I got the Inzer lever. First few times it was a biotch to get out of.


----------



## saltylifter (Jul 24, 2016)

I'm getting myself a new belt also man. One of those things about breaking a belt in and getting ur body comfortable with it take a bit.
I wouldnt deadlift with knee sleeves man. For me they would get caught and throw my lifts off.
No pain no gain also 
Take the pain as gains coming


----------



## ECKSRATED (Jul 24, 2016)

Anyone try mark bells new belts? They are suppose to be broken in already when u get it. I just noticed today my inzer belt is starting to rip where I buckle it in. I gotta call them this week. Fukk


----------



## PillarofBalance (Jul 24, 2016)

I'm in the market for a prong. The lever isn't working so great for me at a lower bf level.  Not sure what I am going with yet but hesitant to try the mark bell one...


----------



## Tren4Life (Jul 24, 2016)

I wear the same knee sleeves to squat in. Just to keep my knees warm until I start wrapping them 

I have an Elite FTS leaver belt and it took 2 years to get broke in. I'm thinking of getting a Spud belt to pull in this year.


----------



## grizzldsealpoacher (Jul 24, 2016)

I am getting relief finally from my belt the first few weeks it was brutal I was bruising in the mid section especially from squats but it does seem to be getting a bit softer and my mid section seems to be breaking in lol . The sleeves I have given up on for now . I think I will give them another shot but there so freaking uncomfortable to me I am not sure I like them


----------



## ECKSRATED (Jul 24, 2016)

POB wait a little bit to get some reviews on the new bell belts. 

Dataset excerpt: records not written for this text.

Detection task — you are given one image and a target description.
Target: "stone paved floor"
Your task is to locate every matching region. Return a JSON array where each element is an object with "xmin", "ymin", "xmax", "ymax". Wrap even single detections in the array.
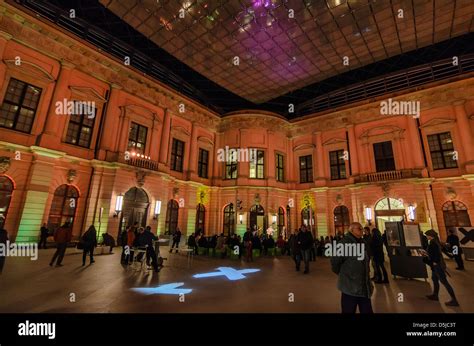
[{"xmin": 0, "ymin": 248, "xmax": 474, "ymax": 313}]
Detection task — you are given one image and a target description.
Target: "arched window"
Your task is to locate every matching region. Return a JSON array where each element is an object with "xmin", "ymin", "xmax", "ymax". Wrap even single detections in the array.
[
  {"xmin": 48, "ymin": 184, "xmax": 79, "ymax": 231},
  {"xmin": 0, "ymin": 176, "xmax": 13, "ymax": 227},
  {"xmin": 165, "ymin": 199, "xmax": 179, "ymax": 234},
  {"xmin": 334, "ymin": 205, "xmax": 351, "ymax": 234},
  {"xmin": 443, "ymin": 201, "xmax": 471, "ymax": 228},
  {"xmin": 119, "ymin": 187, "xmax": 150, "ymax": 235},
  {"xmin": 223, "ymin": 203, "xmax": 235, "ymax": 236},
  {"xmin": 195, "ymin": 203, "xmax": 206, "ymax": 234},
  {"xmin": 250, "ymin": 204, "xmax": 267, "ymax": 232},
  {"xmin": 278, "ymin": 207, "xmax": 285, "ymax": 235},
  {"xmin": 301, "ymin": 207, "xmax": 314, "ymax": 229}
]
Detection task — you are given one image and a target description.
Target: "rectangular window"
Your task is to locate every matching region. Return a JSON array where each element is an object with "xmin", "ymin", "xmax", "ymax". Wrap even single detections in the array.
[
  {"xmin": 249, "ymin": 149, "xmax": 265, "ymax": 179},
  {"xmin": 198, "ymin": 149, "xmax": 209, "ymax": 179},
  {"xmin": 276, "ymin": 154, "xmax": 285, "ymax": 181},
  {"xmin": 128, "ymin": 122, "xmax": 148, "ymax": 154},
  {"xmin": 374, "ymin": 141, "xmax": 395, "ymax": 172},
  {"xmin": 300, "ymin": 155, "xmax": 313, "ymax": 183},
  {"xmin": 428, "ymin": 132, "xmax": 458, "ymax": 169},
  {"xmin": 224, "ymin": 149, "xmax": 237, "ymax": 179},
  {"xmin": 171, "ymin": 138, "xmax": 184, "ymax": 172},
  {"xmin": 329, "ymin": 150, "xmax": 346, "ymax": 180},
  {"xmin": 66, "ymin": 101, "xmax": 97, "ymax": 148},
  {"xmin": 0, "ymin": 78, "xmax": 41, "ymax": 133}
]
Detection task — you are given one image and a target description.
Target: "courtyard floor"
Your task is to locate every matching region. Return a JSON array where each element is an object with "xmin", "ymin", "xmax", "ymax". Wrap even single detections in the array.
[{"xmin": 0, "ymin": 247, "xmax": 474, "ymax": 313}]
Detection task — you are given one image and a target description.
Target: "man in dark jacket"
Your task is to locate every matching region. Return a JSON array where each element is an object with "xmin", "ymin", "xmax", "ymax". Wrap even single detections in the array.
[
  {"xmin": 296, "ymin": 226, "xmax": 314, "ymax": 274},
  {"xmin": 170, "ymin": 227, "xmax": 181, "ymax": 253},
  {"xmin": 38, "ymin": 223, "xmax": 49, "ymax": 249},
  {"xmin": 139, "ymin": 227, "xmax": 160, "ymax": 273},
  {"xmin": 49, "ymin": 222, "xmax": 72, "ymax": 267},
  {"xmin": 331, "ymin": 222, "xmax": 373, "ymax": 313},
  {"xmin": 0, "ymin": 228, "xmax": 8, "ymax": 274},
  {"xmin": 81, "ymin": 225, "xmax": 97, "ymax": 266},
  {"xmin": 446, "ymin": 229, "xmax": 464, "ymax": 270}
]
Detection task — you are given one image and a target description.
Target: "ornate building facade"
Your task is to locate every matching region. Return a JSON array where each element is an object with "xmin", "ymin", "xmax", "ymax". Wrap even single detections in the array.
[{"xmin": 0, "ymin": 3, "xmax": 474, "ymax": 241}]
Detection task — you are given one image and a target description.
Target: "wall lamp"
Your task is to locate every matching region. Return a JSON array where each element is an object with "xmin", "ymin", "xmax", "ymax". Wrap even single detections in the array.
[
  {"xmin": 153, "ymin": 201, "xmax": 161, "ymax": 220},
  {"xmin": 365, "ymin": 207, "xmax": 372, "ymax": 226},
  {"xmin": 408, "ymin": 204, "xmax": 415, "ymax": 222},
  {"xmin": 114, "ymin": 195, "xmax": 123, "ymax": 217}
]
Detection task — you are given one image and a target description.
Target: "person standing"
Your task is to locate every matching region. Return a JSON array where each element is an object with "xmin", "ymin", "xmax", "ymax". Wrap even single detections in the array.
[
  {"xmin": 296, "ymin": 227, "xmax": 314, "ymax": 274},
  {"xmin": 423, "ymin": 229, "xmax": 459, "ymax": 306},
  {"xmin": 243, "ymin": 228, "xmax": 253, "ymax": 262},
  {"xmin": 170, "ymin": 227, "xmax": 181, "ymax": 253},
  {"xmin": 140, "ymin": 228, "xmax": 160, "ymax": 273},
  {"xmin": 0, "ymin": 227, "xmax": 8, "ymax": 274},
  {"xmin": 446, "ymin": 229, "xmax": 464, "ymax": 270},
  {"xmin": 49, "ymin": 222, "xmax": 72, "ymax": 267},
  {"xmin": 331, "ymin": 222, "xmax": 373, "ymax": 313},
  {"xmin": 369, "ymin": 228, "xmax": 388, "ymax": 284},
  {"xmin": 81, "ymin": 225, "xmax": 97, "ymax": 266},
  {"xmin": 38, "ymin": 223, "xmax": 49, "ymax": 249}
]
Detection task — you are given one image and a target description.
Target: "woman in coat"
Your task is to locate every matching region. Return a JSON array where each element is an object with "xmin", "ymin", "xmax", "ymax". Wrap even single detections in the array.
[
  {"xmin": 423, "ymin": 229, "xmax": 459, "ymax": 306},
  {"xmin": 81, "ymin": 225, "xmax": 97, "ymax": 266}
]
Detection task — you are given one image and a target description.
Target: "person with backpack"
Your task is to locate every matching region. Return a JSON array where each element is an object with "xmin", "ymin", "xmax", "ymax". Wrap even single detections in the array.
[
  {"xmin": 81, "ymin": 225, "xmax": 97, "ymax": 266},
  {"xmin": 423, "ymin": 229, "xmax": 459, "ymax": 306}
]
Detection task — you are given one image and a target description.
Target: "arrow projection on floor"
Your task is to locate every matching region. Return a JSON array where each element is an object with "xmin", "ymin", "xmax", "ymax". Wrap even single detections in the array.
[
  {"xmin": 131, "ymin": 282, "xmax": 193, "ymax": 295},
  {"xmin": 193, "ymin": 267, "xmax": 260, "ymax": 280}
]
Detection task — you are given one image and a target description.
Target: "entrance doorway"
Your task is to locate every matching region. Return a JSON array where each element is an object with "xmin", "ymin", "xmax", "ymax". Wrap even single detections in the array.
[
  {"xmin": 375, "ymin": 198, "xmax": 405, "ymax": 233},
  {"xmin": 119, "ymin": 187, "xmax": 150, "ymax": 237},
  {"xmin": 250, "ymin": 204, "xmax": 267, "ymax": 232}
]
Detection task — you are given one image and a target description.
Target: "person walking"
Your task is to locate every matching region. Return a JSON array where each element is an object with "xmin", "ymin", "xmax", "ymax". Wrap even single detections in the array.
[
  {"xmin": 49, "ymin": 222, "xmax": 72, "ymax": 267},
  {"xmin": 243, "ymin": 228, "xmax": 253, "ymax": 262},
  {"xmin": 446, "ymin": 228, "xmax": 464, "ymax": 270},
  {"xmin": 38, "ymin": 223, "xmax": 49, "ymax": 249},
  {"xmin": 0, "ymin": 227, "xmax": 8, "ymax": 274},
  {"xmin": 369, "ymin": 228, "xmax": 389, "ymax": 284},
  {"xmin": 423, "ymin": 229, "xmax": 459, "ymax": 306},
  {"xmin": 140, "ymin": 227, "xmax": 160, "ymax": 273},
  {"xmin": 170, "ymin": 227, "xmax": 181, "ymax": 253},
  {"xmin": 81, "ymin": 225, "xmax": 97, "ymax": 266},
  {"xmin": 331, "ymin": 222, "xmax": 373, "ymax": 313},
  {"xmin": 296, "ymin": 226, "xmax": 314, "ymax": 274}
]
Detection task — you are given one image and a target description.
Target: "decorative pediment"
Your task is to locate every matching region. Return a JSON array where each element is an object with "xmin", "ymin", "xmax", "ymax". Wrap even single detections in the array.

The thing I'm really not liking about my prong belt now is that I wrap my knees myself for squats and then put my wrist wraps on the have to buckle my belt. Lol my forearms are usually on fire from all that and think a lever would help a ton.


----------



## Deadliftking (Oct 4, 2016)

Anything to support joints and soft areas like you core is curtail in body building


----------



## elena (Jul 10, 2019)

i use the knee sleeve in squats too. and i think you should do it everytime you squats.


----------



## TODAY (Jul 10, 2019)

elena said:


> i use the knee sleeve in squats too. and i think you should do it everytime you squats.


Explain why.


----------



## ACP (Jul 10, 2019)

inzer belt definitely left me with bruising but it gets broken in after a while and I love it now

it helps a lot if you roll it up as tight as you can then flip it over and roll it up again as tight as possible...  helps loosen it up,   really stiff when brand new


----------



## notsoswoleCPA (Jul 14, 2019)

TODAY said:


> Explain why.



I have lots of knee issues and find that the sleeves keeping my knees warm helps versus squatting without them.  I can squat without them, but I prefer my knees nice and hot.  Same thing with bench pressing and elbow sleeves.

I deadlift with my knee sleeves too, but not the way you think.  I turn them upside down to drag the bar across my shins.  

I will need a new belt soon and will more than likely go with an Inzer.  I lost so much fat since I started lifting again in 2015 that I am down to the last hole that I can use in my current belt.


----------



## DNW (Jul 15, 2019)

I have a prong and a lever belt from general leathercraft.  Absolutely love them. I've been having some elbow pain so need to find some sleeves. Getting older blows


----------